Good Work is Peace of Mind

I've a set of instructions at home which open up great realms for the improvement of technical writing. They begin, 'Assembly of Japanese bicycle require great peace of mind.'

Over the past few months, I have been reading Zen and the Art of Motorcycle Maintenance by Robert Pirsig. This post collects a few quotes on one of the big idea I got out of the book, namely that doing good work is synonymous with tending to your peace of mind.

Peace of mind isn't at all superficial [...] It's the whole thing. That which produces it is good maintenance; that which disturbs it is poor maintenance. [...] The ultimate test's always your own serenity. If you don't have this when you start and maintain it while you're working you're likely to build your personal problems right into the machine itself.

The test of the machine is the satisfaction it gives you. [...] If the machine produces tranquility it's right. If it disturbs you it's wrong until either the machine or your mind is changed. The test of the machine's always your own mind. There isn't any other test.


Sometime look at a novice workman or a bad workman and compare his expression with that of a craftsman whose work you know is excellent and you'll see the difference. The craftsman isn't ever following a single line of instruction. He's making decisions as he goes along. For that reason he'll be absorbed and attentive to what he's doing even though he doesn't deliberately contrive this. His motions and the machine are in a kind of harmony. He isn't following any set of written instructions because the nature of the material at hand determines his thoughts and motions, which simultaneously change the nature of the material at hand. The material and his thoughts are changing together in a progression of changes until his mind's at rest at the same time the material's right.


I say inner peace of mind. It has no direct relationship to external circumstances. It can occur to a monk in meditation, to a soldier in heavy combat or to a machinist taking off that last ten-thousandth of an inch. It involves unselfconsciousness, which produces a complete identification with one's circumstances, and there are levels and levels of this identification and levels and levels of quietness quite as profound and difficult of attainment as the more familiar levels of activity.

This inner peace of mind occurs on three levels of understanding.
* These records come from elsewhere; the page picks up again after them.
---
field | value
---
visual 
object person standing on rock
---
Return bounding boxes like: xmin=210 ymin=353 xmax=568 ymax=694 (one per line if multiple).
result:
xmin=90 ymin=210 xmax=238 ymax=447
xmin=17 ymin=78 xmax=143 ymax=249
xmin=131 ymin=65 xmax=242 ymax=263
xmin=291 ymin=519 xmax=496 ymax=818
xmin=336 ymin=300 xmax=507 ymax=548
Physical quietness seems the easiest to achieve, although there are levels and levels of this too, as attested by the ability of Hindu mystics to live buried alive for many days. Mental quietness, in which one has no wandering thoughts at all, seems more difficult, but can be achieved. But value quietness, in which one has no wandering desires at all but simply performs the acts of his life without desire, that seems the hardest.

I've sometimes thought this inner peace of mind, this quietness is similar to if not identical with the sort of calm you sometimes get when going fishing, which accounts for much of the popularity of this sport. Just to sit with the line in the water, not moving, not really thinking about anything, not really caring about anything either, seems to draw out the inner tensions and frustrations that have prevented you from solving problems you couldn't solve before and introduced ugliness and clumsiness into your actions and thoughts.
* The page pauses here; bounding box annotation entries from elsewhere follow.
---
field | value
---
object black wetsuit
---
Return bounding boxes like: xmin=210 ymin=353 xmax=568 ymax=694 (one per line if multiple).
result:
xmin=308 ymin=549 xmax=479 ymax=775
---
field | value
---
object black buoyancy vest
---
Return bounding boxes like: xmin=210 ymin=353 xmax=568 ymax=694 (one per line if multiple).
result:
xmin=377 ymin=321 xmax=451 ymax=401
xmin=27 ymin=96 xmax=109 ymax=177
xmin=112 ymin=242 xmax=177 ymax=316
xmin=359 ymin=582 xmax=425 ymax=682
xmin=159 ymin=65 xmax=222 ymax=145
You don't have to go fishing, of course, to fix your motorcycle. A cup of coffee, a walk around the block, sometimes just putting off the job for five minutes of silence is enough. When you do you can almost feel yourself grow toward that inner peace of mind that reveals it all. That which turns its back on this inner calm and the Quality it reveals is bad maintenance. That which turns toward it is good. The forms of turning away and toward are infinite but the goal is always the same.

[...]

Zen Buddhists talk about "just sitting," a meditative practice in which the idea of a duality of self and object does not dominate one's consciousness. What I'm talking about here in motorcycle maintenance is "just fixing," in which the idea of a duality of self and object doesn't dominate one's consciousness. When one isn't dominated by feelings of separateness from what he's working on, then one can be said to "care" about what he's doing. That is what caring really is, a feeling of identification with what one's doing.

So the thing to do when working on a motorcycle, as in any other task, is to cultivate the peace of mind which does not separate one's self from one's surroundings. When that is done successfully then everything else follows naturally. Peace of mind produces right values, right values produce right thoughts. Right thoughts produce right actions and right actions produce work which will be a material reflection for others to see of the serenity at the center of it all.

[...]

The social values are right only if the individual values are right. The place to improve the world is first in one's own heart and head and hands, and then work outward from there. other people can talk about how to expand the destiny of mankind. I just want to talk about how to fix a motorcycle.


The real cycle you're working on is yourself.